- Ripping CDs. iTunes offers 256 kbit/sec lossy compressed AAC files. Under the right circumstances, I can hear the differences between that and CD-quality PCM, and CDs are frequently cheaper to boot. I am uncomfortable with spending more money on a format that offers lower quality, however tiny the drop in quality may be; so I still (mostly) buy CDs and rip them as Apple Lossless files. (Incidentally, the rumoured switch to 24-bit audio in iTunes wouldn't fix this for me.)
- Ripping DVDs. When travelling light, I like to have a selection of movies on my iPad (who doesn't?), but I refuse point-blank to buy content from iTunes that I've already bought on DVD. I'd much rather format shift it with HandBrake.
- Watching DVDs. I don't have a TV in my bedroom, and I have occasionally used my girlfriend's MacBook to watch a DVD in bed. Similarly, when I am travelling heavy (i.e., with my laptop), I usually have a couple of DVDs in my bag for entertainment.
- Installing Windows 7. I'm very much a cross-platform guy (my day job is working as a Java programmer, and I use Windows on my workstation there), so I still need regular access to various Windows bits and pieces. Booting my enormous desktop PC is tricky if I'm not in my office, so I use Parallels instead. Microsoft doesn't ship retail versions of Windows as ISOs, so both VM-based and Apple's own Boot Camp require an optical drive.
Most of the other reasons optical drives were typically necessary in the past -- OS recovery and installation, file backup and transferring large amounts of data between computers -- can be neatly supplanted by USB drives, as Siegler points out. However, I'm less keen than him on hidden recovery partitions on the computer's hard drive. They're great for software problems, but no help at all if your hard drive fails completely or if you upgrade it. I'd rather not trek to an inconvenient Genius Bar appointment for routine hard drive swaps that I am perfectly capable of doing myself.

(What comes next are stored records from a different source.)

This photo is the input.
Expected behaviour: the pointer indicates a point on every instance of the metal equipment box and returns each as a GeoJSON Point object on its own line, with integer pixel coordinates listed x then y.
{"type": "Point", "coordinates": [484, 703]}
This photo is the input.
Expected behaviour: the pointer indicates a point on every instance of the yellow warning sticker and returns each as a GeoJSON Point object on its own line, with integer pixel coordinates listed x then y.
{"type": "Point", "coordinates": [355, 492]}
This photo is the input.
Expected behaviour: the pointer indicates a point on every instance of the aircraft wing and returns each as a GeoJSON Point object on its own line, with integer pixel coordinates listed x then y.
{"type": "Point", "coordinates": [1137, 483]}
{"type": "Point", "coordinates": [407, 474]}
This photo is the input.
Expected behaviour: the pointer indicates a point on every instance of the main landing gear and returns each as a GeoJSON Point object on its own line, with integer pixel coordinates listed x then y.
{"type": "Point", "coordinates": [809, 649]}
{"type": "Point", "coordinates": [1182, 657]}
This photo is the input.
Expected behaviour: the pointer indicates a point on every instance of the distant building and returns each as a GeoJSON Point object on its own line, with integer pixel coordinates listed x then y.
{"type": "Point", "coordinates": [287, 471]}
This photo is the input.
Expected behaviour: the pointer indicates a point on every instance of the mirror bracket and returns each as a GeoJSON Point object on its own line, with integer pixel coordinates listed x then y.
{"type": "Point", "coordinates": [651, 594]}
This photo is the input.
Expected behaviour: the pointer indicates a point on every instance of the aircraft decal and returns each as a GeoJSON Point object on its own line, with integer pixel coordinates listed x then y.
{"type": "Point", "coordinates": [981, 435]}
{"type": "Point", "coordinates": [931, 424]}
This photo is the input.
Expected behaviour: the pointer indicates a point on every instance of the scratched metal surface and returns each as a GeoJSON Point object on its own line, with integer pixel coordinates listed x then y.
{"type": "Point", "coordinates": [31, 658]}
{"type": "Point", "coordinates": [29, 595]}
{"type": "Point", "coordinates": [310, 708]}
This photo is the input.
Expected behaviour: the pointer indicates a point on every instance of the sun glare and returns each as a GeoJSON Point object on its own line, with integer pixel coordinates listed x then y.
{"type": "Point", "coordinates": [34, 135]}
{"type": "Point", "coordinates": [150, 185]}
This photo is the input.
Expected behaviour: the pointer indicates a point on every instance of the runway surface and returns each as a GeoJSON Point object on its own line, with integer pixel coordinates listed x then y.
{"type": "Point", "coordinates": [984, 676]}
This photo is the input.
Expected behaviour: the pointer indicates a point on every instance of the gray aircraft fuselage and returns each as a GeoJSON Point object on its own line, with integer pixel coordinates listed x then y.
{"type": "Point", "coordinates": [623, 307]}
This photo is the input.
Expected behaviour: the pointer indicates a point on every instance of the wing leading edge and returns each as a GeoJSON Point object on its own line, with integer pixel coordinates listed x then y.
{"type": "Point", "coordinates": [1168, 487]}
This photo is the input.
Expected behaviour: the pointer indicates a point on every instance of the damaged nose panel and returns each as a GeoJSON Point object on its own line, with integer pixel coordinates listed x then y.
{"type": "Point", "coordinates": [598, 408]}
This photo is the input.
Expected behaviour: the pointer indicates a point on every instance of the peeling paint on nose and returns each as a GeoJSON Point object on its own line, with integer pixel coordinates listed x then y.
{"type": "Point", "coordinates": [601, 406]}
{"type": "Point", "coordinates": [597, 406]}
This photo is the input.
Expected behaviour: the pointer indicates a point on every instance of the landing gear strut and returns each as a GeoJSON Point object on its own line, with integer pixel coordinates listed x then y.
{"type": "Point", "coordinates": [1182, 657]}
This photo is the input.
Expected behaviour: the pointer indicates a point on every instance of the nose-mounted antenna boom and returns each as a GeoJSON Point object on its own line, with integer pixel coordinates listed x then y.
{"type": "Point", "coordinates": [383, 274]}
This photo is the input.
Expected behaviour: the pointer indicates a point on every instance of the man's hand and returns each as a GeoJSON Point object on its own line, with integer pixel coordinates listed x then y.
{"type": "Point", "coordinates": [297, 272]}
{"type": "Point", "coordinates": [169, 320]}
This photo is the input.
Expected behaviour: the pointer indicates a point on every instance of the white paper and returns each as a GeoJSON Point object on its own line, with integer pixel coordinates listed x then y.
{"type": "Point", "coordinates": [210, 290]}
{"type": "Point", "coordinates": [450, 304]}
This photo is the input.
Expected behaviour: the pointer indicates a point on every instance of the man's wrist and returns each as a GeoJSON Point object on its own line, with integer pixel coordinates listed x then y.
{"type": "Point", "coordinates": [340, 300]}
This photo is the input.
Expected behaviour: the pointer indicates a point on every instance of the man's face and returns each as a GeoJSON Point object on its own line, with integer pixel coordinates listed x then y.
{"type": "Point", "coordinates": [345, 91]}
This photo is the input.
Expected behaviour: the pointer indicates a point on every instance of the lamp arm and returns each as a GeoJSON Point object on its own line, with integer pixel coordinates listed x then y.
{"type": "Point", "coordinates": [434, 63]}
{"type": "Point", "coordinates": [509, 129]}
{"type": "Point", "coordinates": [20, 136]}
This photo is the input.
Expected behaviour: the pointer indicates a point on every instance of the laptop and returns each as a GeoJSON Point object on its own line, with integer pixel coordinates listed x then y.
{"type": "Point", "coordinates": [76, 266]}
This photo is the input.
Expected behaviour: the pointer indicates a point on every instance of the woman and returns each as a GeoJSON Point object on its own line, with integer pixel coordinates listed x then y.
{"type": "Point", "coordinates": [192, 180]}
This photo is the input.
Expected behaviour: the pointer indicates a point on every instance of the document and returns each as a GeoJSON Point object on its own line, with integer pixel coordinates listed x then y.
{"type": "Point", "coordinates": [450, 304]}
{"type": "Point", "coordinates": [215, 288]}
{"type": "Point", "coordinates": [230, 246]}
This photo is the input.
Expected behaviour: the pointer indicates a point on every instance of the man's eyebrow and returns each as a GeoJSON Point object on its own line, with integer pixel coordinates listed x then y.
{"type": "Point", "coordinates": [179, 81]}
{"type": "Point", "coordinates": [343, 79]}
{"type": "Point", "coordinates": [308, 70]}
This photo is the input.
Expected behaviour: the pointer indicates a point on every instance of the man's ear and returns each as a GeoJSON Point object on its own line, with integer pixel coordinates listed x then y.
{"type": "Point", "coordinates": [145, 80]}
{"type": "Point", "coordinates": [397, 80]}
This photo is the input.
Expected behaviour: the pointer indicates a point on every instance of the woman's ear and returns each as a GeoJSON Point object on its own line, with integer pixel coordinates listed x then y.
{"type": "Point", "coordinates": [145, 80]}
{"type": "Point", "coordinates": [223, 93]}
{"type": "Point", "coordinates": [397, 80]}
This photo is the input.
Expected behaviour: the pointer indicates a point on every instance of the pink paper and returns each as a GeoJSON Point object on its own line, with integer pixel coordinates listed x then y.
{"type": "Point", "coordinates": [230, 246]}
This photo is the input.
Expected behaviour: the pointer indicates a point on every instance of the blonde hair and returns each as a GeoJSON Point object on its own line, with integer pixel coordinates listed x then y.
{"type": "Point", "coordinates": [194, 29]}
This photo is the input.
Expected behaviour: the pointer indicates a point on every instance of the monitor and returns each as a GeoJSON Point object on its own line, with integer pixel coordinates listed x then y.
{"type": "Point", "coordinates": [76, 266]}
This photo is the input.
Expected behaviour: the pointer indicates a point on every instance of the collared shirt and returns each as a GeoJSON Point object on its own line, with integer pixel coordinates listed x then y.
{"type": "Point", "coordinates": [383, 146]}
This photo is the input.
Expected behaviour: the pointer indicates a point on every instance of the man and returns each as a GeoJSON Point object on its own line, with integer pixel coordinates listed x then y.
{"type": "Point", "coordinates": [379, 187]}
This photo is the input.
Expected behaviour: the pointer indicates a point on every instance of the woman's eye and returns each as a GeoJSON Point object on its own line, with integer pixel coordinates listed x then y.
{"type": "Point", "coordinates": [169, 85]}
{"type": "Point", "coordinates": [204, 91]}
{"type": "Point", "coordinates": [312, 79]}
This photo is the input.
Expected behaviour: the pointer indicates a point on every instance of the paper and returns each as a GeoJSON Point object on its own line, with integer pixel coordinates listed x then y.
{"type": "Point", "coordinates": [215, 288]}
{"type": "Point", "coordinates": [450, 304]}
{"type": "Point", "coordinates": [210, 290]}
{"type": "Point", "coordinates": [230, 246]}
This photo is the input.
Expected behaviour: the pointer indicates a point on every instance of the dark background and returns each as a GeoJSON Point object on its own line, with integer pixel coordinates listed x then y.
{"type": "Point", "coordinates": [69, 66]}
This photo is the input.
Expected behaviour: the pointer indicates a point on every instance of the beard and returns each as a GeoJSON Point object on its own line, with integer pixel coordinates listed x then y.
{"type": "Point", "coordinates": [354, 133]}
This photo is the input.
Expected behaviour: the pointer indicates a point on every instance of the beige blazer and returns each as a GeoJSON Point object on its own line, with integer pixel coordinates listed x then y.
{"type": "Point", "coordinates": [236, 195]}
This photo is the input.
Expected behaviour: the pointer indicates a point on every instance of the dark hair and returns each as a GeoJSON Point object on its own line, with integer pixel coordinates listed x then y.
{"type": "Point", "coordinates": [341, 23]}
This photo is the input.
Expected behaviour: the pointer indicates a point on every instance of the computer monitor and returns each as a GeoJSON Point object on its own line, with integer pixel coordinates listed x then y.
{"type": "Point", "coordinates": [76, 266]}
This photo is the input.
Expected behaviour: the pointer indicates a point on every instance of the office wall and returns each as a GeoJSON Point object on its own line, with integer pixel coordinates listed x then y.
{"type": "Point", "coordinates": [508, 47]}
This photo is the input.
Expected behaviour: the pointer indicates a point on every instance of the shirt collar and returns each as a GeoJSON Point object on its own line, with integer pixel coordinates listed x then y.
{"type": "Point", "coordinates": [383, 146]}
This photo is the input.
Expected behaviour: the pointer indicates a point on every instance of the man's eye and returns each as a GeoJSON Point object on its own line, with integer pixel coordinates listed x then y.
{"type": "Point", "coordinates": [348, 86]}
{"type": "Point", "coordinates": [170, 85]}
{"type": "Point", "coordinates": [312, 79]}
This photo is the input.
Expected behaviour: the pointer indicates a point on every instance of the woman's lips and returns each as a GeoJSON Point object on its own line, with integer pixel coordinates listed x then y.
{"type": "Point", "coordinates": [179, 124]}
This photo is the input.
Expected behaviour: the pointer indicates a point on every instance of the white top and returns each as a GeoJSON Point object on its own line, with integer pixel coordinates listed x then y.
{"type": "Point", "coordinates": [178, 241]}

There's also a contagious meme floating around that if Apple removed the optical drives from MacBook Pros, they'd suddenly be reduced to the svelte dimensions of the MacBook Air in one fell swoop. This is clearly poppycock. If you take a look at the iFixit teardowns of the MacBook Air 11" and the MacBook Pro 15", the MBP's extra bulk consists of a lot more things than just the optical drive, including:
- Greater cooling to cope with the much more powerful CPU and GPU
- Larger battery to power those components 1. extra I/O ports on the side panel and associated motherboard circuitry
- A normal HDD bay, rather than the MBA's blade-style mSATA slot that can only take small and expensive SSDs
- Larger and louder speakers
Many of these things, such as the option of large hard drive capacity and the powerful CPU and GPU, are what makes the MacBook Pro, well, "pro." I'm not suggesting that dropping optical drives from the MBP wouldn't make it smaller -- clearly, it would -- merely that it wouldn't change it by as much as people seem to think it will. And you don't want to lose the rest of that stuff either.
You could argue that most of what I've described above isn't terribly relevant to typical home users who don't care about Windows and get their content exclusively from iTunes. And you'd be right -- I'm probably in a minority. Of course, those people are probably supposed to be buying MacBook Airs now, as they are the joint-cheapest Apple laptop. Putting that aside, what could Apple do in the next MacBook Pro revision to keep everyone happy(-ish)? The most likely answer is to remove the optical drive from the laptops themselves and sell an (expensive!) external add-on for people who refuse to do without.
External USB optical drives are a pain because of power requirements. The models that Apple use today typically draw around 6-7 W, which is far more than a single USB port can supply -- even the 4.5 W ports most Mac products have. My external drive won't work unless I plug one of its two cables directly into my MBP because even two ports from my powered USB hub isn't enough juice. The answer, of course, is Thunderbolt. Whilst it isn't exclusive to Apple, Apple does have a head start on using the technology, and the 10 W that Thunderbolt supplies can provide enough power to run a SuperDrive with the clutter of a second connection or a wall-wart.
Indeed, I'd go one stage further; I'd like to see an optical drive with a few USB ports, an Ethernet port, speaker output, and a daisy-chained DisplayPort on the back. Plug one cable from that to your MacBook Pro when it's at your desk, and you've got everything you need, giving you (almost) a perfect docking bay for your Apple laptop. I suspect Apple will shy away from that, however, and prefer to build any sort of docking solution into a future Apple Display instead.
But that's the future. For now, I think optical drives will still be around for quite some time yet. What do you think, readers -- could you really live without a SuperDrive?